Assuming any of that seems a bit shaky. Apparently, however, the Sonicsgate guys have been assured by the mere fact Sawant is willing to listen to them.
“Richard Conlin has proven to be smug, short-sighted and out of touch with the citizens of Seattle during his 16-year reign on the council. He needs to be removed from office to send a message that entrenched politicians aren’t untouchable when they go against the will of the people. I believe it is important to have new blood with a healthily dissenting voice on the council,” Reid says in the Sonicsgate endorsement press release.
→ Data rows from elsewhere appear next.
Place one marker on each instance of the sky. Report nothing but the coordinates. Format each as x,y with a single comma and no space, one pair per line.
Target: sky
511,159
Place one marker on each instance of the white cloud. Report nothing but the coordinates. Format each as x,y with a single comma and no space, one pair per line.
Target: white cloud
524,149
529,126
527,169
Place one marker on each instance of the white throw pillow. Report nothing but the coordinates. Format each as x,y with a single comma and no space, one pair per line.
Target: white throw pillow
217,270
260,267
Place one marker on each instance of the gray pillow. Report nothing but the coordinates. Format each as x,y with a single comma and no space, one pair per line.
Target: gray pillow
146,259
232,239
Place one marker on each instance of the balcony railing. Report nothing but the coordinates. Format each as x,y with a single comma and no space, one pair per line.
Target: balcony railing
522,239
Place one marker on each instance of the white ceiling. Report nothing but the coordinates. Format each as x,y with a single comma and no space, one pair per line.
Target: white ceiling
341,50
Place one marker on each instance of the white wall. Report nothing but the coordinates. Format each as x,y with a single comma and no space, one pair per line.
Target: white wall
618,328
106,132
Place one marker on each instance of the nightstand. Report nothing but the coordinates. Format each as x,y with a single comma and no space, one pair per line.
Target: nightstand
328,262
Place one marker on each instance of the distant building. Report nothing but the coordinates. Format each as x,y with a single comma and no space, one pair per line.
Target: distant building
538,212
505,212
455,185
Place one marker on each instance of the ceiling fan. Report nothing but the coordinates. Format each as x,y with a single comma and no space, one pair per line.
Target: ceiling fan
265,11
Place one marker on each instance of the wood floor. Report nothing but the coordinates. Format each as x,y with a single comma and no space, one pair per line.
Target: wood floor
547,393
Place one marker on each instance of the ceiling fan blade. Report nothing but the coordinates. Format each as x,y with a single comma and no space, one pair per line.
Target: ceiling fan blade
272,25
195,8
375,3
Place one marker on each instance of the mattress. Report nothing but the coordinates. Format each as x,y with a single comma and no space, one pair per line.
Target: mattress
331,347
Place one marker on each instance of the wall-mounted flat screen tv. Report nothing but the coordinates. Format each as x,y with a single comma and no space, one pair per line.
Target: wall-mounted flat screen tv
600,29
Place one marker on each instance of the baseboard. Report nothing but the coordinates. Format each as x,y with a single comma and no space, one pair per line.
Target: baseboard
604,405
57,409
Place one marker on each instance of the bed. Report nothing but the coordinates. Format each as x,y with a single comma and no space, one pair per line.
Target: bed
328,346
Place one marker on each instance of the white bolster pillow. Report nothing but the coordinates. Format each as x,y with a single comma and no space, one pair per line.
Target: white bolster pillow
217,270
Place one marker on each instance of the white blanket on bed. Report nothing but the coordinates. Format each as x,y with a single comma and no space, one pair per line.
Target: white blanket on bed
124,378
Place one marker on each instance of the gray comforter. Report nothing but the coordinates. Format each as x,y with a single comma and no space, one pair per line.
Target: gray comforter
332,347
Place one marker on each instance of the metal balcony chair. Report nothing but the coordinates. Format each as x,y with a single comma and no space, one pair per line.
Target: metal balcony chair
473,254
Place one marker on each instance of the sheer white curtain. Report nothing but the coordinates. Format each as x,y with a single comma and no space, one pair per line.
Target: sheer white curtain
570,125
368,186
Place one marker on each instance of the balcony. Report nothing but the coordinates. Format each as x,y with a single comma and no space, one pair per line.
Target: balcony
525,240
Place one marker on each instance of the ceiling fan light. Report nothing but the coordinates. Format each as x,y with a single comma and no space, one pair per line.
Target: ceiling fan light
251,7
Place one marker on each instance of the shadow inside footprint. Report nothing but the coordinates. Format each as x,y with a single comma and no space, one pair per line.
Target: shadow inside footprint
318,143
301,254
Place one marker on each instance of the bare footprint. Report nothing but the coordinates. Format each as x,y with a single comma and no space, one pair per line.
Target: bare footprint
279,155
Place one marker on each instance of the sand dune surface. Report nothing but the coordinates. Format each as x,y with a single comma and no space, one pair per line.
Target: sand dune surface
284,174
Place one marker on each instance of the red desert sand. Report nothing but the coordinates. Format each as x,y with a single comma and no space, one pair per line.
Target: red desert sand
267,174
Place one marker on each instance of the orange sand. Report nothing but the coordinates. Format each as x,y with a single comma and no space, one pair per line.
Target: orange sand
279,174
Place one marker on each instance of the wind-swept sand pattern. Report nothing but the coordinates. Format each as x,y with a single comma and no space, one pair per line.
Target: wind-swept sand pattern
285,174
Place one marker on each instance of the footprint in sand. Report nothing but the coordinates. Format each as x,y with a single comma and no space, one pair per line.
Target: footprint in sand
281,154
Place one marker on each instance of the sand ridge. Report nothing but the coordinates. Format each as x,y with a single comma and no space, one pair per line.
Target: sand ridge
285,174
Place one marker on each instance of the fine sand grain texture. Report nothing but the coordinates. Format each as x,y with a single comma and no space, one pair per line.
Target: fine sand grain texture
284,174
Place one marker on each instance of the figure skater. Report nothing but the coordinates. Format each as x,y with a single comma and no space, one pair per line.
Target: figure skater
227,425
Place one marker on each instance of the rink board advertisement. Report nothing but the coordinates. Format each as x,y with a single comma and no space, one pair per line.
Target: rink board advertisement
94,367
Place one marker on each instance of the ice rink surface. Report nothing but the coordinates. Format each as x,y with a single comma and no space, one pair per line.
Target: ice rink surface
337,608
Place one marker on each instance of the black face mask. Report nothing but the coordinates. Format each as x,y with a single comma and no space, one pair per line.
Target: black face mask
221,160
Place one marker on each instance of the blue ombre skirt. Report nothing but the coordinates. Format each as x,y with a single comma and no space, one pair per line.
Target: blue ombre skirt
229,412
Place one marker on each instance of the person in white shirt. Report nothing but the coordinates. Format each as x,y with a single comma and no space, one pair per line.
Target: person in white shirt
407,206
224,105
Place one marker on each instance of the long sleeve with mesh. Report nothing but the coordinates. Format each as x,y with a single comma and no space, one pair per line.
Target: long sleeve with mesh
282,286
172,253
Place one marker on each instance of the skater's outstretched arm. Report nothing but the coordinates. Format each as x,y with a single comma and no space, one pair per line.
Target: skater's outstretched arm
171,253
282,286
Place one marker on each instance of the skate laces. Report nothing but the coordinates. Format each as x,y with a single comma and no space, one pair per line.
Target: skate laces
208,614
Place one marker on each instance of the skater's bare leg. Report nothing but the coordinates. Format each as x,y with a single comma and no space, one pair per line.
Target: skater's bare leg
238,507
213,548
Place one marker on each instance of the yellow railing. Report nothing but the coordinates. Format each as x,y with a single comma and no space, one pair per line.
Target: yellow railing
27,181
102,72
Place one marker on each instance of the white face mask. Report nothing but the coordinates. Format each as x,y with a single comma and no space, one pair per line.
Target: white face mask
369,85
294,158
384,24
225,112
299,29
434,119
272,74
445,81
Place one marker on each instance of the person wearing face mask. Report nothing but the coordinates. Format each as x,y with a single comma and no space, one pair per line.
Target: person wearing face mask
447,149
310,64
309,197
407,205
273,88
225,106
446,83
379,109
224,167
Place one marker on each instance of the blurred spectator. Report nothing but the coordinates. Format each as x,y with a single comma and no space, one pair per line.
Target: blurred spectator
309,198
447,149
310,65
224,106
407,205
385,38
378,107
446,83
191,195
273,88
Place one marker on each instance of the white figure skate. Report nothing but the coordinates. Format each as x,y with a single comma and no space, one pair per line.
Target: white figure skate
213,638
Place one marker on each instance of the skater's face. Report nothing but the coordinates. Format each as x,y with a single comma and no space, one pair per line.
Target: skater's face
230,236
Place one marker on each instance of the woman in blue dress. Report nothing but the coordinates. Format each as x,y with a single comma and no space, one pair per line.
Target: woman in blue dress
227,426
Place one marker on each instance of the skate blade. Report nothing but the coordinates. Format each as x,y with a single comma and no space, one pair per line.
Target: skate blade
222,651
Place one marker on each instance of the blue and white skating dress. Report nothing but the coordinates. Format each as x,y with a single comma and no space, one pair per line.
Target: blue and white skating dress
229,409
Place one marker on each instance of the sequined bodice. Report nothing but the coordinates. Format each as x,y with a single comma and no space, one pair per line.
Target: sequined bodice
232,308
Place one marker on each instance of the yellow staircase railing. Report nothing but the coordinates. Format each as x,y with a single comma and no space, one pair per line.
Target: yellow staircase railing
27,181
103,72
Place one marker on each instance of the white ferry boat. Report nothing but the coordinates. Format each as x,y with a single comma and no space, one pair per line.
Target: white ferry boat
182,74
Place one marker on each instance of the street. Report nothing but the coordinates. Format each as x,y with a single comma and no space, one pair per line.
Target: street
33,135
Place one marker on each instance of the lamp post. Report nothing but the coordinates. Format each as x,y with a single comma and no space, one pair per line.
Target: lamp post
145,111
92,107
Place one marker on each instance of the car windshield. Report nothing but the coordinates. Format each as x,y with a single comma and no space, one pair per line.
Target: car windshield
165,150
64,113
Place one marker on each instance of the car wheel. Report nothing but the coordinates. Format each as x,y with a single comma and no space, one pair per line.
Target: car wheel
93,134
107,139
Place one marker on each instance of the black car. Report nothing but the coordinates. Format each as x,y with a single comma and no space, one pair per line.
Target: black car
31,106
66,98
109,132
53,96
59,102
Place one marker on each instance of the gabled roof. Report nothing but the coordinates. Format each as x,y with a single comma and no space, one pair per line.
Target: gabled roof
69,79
“Although Sawant has not taken an official position on the SoDo arena MOU, her campaign shares in our outrage that Seattle was robbed of the Sonics by powerful, corrupt forces and that many local politicians, including Conlin, own a share of the blame,” he continues. “The Sawant campaign has met directly with the Sonicsgate team and will maintain an open dialogue on this issue. We believe Seattle’s citizens will have a real voice in her administration. Living wage jobs and the enjoyment of sports are both rights we should enjoy in our community.”
Reached for comment by Seattle Weekly, Sawant clarified her position, saying: “Richard Conlin did nothing to stop the stealing of the Sonics basketball team from Seattle by the NBA. I share Sonics fans’ desire to have their team back.”
“I don’t have a formal position on the current MOU, since it’s not something I would vote on as a council member. My understanding is that the deal is far better than the huge giveaways to super-rich owners of the Mariners and Seahawks, both of which were undemocratically rammed through by the city’s political establishment. NBA owners want taxpayers to foot the bill, and so opposed the deal in part because it sets a dangerous (for NBA) precedent that new arenas could be established without taxpayers getting stuck with the bill.”
“However,” Sawant continues, “there are a number of priorities I would want addressed should the MOU need to be renegotiated or replaced when it expires in 2017. … Many people are concerned that the current MOU will undermine port operations and local small businesses, and that the deal includes public handouts to private investors. I will oppose any potential undermining of good-paying jobs at the Port of Seattle, damaging local small business, and public handouts to private investors. I want a deal that allows sports fans to enjoy sports but ensures living-wage unionized jobs will not be lost. … I will oppose any regressive taxation used for arena construction or renovations. The tax burden needs to be shifted onto big business and the super-rich.”
“I would need to examine any proposal that came before the council concretely and listen to the different sides - maintaining an open dialogue with sports fans, port workers, unions, and local small businesses - something seriously lacking from Richard Conlin,” Sawant concludes.
So would Sawant have supported the current Sodo arena MOU – which will be good for five years from the time it was adopted unless lawmakers revisit it?
Philip Locker, Sawant’s political campaign director, tells Seattle Weekly that Sawant does not have a firm position on the current MOU, having not studied it closely or talked to all the stakeholders involved. Rather, according to Locker, Sawant’s statement is meant to speak to “the spirit of how we’d approach the issue,” and the “fundamental principles and values of how we’d deal with it.” He says Sawant, like Sonics fans, wants to see the NBA’s return to Seattle, but also has legitimate concerns about how a Sodo arena would affect the port and its good paying jobs, not to mention taxpayers possibly left footing any bill for a corporate handout.
To put it bluntly, Locker says Sawant does not expect the council to revisit the current MOU, but “that’s not to say we endorse it.” He says, as Sawant does in her statement, that the arena issue is not a primary concern of the campaign.